A new turning point in his creation began with the International Exhibition of Arts and Techniques in 1937, when Louis Sognot was President of the group of window dressers at the Palais de la Publicité, when the first affordable quality creations were disseminated by middle classes - especially in the Swedish Pavilion. The baton was taken over at the Salon des arts de la maison in 1939 when he presented a very economical hotel room made entirely of rattan. The war interrupted this beginning of democratization but Louis Sognot resumed this work in 1945, designing models for disaster victims alongside René Gabriel19. He then resumed it with Jacques Dumond for standard apartments at the International Exhibition of Urban Planning and Housing in 1947.
During this period, he defined a precise creative vocabulary in which light wood, rattan - of which he became the specialist in France - and more occasionally metal intervened. It remains very dynamic until the 1960s, its luxurious creations are edited by Maurice Rinck (including the one presented at the Universal Exhibition of 1958) while other simpler models are produced industrially. Mixing one and the other in his stands, with household arts or decorative artists, and in his fittings, he creates particularly original associations where, in wide and flexible lines, contrast the light tone of the rattan, the bright colors of the fabrics and the black of the metal in the furniture, and in the lighting made in collaboration with Serge Mouille.
Louis Sognot is also a very recognized teacher who will train many creators.

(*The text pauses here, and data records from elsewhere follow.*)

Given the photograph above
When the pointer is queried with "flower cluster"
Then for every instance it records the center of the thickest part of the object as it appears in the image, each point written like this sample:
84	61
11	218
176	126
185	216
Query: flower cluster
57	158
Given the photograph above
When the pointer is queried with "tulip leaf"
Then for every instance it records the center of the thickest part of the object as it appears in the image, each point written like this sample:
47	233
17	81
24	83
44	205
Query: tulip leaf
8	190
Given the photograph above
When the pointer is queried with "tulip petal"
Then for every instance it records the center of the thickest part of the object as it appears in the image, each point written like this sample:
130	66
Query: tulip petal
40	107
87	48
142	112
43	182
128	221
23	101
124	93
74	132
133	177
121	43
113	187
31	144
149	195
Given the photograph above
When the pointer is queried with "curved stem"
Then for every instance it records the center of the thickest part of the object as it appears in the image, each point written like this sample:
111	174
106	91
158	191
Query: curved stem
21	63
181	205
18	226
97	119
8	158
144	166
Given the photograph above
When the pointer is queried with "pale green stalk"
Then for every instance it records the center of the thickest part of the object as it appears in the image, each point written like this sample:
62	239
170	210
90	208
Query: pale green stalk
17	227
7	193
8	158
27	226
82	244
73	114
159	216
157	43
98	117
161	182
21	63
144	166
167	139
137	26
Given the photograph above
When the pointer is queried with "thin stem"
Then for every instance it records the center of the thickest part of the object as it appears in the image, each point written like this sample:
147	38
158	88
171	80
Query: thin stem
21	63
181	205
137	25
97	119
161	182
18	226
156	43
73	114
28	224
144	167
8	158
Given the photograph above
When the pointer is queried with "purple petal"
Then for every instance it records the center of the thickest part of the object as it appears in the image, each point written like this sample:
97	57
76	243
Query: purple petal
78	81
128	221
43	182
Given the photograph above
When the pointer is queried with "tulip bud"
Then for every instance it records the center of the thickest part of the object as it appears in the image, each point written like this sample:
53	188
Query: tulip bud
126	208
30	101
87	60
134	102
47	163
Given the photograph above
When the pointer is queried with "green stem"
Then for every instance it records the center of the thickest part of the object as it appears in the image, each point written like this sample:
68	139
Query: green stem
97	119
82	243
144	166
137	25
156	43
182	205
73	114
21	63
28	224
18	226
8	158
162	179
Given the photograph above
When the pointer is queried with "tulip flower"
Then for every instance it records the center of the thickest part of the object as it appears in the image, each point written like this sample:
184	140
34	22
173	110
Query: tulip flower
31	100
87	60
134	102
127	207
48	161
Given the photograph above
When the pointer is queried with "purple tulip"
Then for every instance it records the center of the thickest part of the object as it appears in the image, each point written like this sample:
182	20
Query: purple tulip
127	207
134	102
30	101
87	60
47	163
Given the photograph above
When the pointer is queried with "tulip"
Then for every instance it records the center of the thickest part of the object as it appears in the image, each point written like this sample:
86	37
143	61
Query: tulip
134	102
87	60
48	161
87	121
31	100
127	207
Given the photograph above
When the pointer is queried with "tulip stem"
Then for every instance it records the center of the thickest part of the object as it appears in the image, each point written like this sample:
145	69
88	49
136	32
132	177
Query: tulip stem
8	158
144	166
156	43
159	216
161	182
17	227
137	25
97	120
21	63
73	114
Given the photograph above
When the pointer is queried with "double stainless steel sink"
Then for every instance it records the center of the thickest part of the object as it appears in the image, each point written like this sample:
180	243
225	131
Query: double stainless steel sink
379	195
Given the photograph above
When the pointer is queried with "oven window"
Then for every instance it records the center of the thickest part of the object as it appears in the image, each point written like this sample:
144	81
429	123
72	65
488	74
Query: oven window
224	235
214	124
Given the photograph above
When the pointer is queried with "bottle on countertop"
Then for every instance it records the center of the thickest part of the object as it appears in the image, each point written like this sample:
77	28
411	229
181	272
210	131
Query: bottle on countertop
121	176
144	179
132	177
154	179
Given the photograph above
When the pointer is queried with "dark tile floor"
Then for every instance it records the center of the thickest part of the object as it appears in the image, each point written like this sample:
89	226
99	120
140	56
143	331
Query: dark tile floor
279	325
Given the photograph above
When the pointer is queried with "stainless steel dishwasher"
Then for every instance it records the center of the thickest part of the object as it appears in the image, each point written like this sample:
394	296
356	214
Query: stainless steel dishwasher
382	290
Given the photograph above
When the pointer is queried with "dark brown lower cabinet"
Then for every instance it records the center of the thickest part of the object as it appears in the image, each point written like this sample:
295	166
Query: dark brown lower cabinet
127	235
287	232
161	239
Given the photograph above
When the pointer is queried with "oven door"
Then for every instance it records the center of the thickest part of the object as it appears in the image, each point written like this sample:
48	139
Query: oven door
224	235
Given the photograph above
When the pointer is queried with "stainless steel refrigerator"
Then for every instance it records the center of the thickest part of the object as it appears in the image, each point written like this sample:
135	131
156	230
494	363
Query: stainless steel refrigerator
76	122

Patrick Favardin presents it as follows:
“He was an example and a reference for his students, by his talent, his know-how, and above all by a sensitive and full of finesse approach to his profession. His work as a decorator and designer is marked by a modernist spirit of remarkable openness."
He was :
Professor of decoration at the École Boulle, from 1926;
Professor at the Technical College of rue Duperré;
Professor at the School of Applied Arts in Industry from 1938;
Foreman at the National School of Decorative Arts, from 1947;
Artistic director at the Central Union School of Decorative Arts, from 1947.